Additional Considerations
In addition to the financial factors, there are a number of other considerations that the hospital should take into account when deciding whether to lease or purchase a CT scan unit. These considerations include:
- Usage: The hospital should estimate its usage of the CT scan unit. If the hospital expects to use the CT scan unit frequently, then purchasing may be a better option.
- Technology advancements: The hospital should consider the pace of technological advancements in CT scan technology. If the hospital leases the CT scan unit, it will have the option to upgrade to a newer model at the end of the lease term.
- Maintenance and repair costs: The hospital should compare the maintenance and repair costs of leasing versus purchasing the CT scan unit.
- Budget: The hospital should consider its budget when deciding whether to lease or purchase the CT scan unit.
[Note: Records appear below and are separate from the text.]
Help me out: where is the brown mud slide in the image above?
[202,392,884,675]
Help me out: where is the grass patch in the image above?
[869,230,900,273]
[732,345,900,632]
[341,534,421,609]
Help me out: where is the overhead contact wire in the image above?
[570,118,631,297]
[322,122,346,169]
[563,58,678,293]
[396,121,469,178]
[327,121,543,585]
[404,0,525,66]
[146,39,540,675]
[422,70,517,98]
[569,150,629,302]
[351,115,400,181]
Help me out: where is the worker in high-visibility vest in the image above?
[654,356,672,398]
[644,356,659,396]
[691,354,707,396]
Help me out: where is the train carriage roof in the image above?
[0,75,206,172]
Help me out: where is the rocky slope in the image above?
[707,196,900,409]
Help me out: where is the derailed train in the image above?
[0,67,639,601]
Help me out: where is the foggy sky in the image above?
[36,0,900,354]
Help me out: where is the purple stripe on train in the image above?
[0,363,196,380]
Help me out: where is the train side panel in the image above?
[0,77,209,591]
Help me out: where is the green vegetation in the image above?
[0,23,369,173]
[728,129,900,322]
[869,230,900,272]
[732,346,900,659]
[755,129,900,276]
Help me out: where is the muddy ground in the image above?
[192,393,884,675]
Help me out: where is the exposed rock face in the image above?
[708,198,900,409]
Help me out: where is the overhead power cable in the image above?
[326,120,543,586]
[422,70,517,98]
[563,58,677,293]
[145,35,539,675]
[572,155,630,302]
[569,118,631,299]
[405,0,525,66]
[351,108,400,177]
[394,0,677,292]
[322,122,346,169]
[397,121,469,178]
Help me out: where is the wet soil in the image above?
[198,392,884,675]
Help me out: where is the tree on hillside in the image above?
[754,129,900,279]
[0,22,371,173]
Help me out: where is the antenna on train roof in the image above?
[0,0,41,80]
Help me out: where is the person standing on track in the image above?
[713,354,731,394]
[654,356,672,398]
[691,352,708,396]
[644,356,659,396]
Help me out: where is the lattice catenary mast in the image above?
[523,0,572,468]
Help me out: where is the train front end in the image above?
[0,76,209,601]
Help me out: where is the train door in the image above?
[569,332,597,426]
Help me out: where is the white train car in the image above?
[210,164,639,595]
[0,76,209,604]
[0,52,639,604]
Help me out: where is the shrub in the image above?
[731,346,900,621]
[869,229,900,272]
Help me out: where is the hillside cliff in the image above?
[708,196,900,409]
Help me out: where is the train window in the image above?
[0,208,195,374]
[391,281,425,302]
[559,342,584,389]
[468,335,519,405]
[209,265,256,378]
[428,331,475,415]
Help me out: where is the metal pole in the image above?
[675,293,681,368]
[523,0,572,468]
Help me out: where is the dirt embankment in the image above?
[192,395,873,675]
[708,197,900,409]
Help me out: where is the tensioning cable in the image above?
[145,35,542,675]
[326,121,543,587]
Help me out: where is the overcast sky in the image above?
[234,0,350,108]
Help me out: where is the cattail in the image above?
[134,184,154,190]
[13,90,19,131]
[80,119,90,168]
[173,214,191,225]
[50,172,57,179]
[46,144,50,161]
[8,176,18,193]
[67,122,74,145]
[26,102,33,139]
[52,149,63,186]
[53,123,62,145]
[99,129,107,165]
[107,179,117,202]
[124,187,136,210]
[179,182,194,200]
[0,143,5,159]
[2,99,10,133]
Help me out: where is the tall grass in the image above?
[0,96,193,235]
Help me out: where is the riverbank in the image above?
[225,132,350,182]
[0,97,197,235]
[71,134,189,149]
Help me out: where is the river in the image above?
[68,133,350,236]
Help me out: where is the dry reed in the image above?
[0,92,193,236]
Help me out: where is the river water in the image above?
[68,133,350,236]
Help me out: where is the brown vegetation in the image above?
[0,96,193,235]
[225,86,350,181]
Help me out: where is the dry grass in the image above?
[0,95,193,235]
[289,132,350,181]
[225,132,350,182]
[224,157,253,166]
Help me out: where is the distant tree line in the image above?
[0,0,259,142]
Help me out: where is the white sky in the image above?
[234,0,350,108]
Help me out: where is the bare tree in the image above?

Leasing may be a better option for hospitals with limited budgets.
Conclusion
The decision of whether to lease or purchase a CT scan unit is a complex one that involves a variety of factors. Hospitals should carefully consider their financial situation, usage needs, and budget when making this decision.
Sample Answer
Case Analysis: Leasing vs. Purchasing a CT Scan Unit for a Nonprofit Hospital
Introduction
Health resources are finite, and nonprofit hospitals must be judicious in their financial decision-making. When considering the purchase of a new CT scan unit, it is important to weigh the costs and benefits of leasing versus purchasing.
Leasing vs. Purchasing
Leasing and purchasing are both viable options for acquiring a CT scan unit. Leasing offers the advantage of lower upfront costs, while purchasing offers the advantage of ownership and the potential for tax benefits.